Durante as diligências para investigar o roubo, os policiais civis conseguiram identificar o autor. A delegada representou pedido de prisão preventiva, decretado pela 4ª Vara Criminal da Comarca local.

Na segunda-feira (26), a equipe prendeu o autor, que assumiu o roubo praticado, junto com dois comparsas. Ele indicou quem planejou, coordenou o roubo, lhe forneceu a arma de fogo, o veículo e indicou o envolvido na cobertura.

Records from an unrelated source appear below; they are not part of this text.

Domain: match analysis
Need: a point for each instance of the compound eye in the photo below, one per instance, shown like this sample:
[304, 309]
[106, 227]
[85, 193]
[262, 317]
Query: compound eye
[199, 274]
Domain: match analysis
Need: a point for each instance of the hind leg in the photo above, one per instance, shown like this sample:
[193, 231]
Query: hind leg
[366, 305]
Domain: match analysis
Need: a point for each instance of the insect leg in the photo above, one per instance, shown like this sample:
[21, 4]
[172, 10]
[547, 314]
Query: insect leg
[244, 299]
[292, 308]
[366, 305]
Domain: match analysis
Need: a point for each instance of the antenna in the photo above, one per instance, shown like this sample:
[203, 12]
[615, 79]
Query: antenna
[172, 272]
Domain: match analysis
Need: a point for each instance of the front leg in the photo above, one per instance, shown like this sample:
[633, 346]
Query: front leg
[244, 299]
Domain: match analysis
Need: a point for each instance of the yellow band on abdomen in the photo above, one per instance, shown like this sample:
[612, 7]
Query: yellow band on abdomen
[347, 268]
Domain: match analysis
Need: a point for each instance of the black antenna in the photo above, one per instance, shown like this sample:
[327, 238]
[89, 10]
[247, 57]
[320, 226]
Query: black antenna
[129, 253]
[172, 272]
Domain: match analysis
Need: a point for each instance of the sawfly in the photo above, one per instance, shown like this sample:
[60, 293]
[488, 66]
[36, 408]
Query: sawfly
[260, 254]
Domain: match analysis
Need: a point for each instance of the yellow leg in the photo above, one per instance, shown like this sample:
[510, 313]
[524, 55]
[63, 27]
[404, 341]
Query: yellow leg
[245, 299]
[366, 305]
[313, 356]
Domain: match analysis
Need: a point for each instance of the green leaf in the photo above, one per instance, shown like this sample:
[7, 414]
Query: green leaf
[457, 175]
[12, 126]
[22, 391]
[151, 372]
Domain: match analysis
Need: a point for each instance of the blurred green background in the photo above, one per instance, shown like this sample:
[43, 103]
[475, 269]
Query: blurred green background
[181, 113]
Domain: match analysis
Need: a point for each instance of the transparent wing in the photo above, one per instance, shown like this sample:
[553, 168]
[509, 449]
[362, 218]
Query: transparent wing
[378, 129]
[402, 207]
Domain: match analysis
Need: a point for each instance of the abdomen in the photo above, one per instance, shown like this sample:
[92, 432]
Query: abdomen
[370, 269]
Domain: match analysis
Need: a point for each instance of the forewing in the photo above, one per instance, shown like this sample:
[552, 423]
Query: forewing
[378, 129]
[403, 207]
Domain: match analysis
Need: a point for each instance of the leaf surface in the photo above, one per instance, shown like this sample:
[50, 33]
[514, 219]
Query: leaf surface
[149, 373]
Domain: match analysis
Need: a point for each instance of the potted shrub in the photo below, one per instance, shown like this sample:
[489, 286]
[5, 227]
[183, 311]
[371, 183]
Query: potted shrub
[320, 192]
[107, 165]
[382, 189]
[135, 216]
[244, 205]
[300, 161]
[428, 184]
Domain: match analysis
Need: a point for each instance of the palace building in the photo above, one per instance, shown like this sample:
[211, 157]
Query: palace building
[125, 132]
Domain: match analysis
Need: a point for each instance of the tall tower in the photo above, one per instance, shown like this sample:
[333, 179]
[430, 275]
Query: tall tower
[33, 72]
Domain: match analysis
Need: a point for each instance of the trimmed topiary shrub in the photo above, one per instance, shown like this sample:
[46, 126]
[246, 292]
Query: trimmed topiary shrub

Ainda em interrogatório, o suspeito relatou que a ordem era sequestrar a dentista e levá-la a um matagal, onde ordenariam que fizesse as transferências via PIX e dividiriam o lucro meio a meio.

“Na residência do criminoso, foi encontrada a camisa usada no roubo, além de diversos chips novos e um caderno de anotações contendo nomes, vários CPFs e diversos números de telefones, usados para praticar golpes virtuais”, destacou a delegada Elaine Fernandes.

O suspeito já responde por homicídio e possui condenação por roubo. É apontado como líder da quadrilha e considerado foragido da Justiça desde janeiro de 2021, quando efetuou disparos de arma de fogo contra a ex-cunhada e o enteado, no bairro Ouro Verde, em Várzea Grande.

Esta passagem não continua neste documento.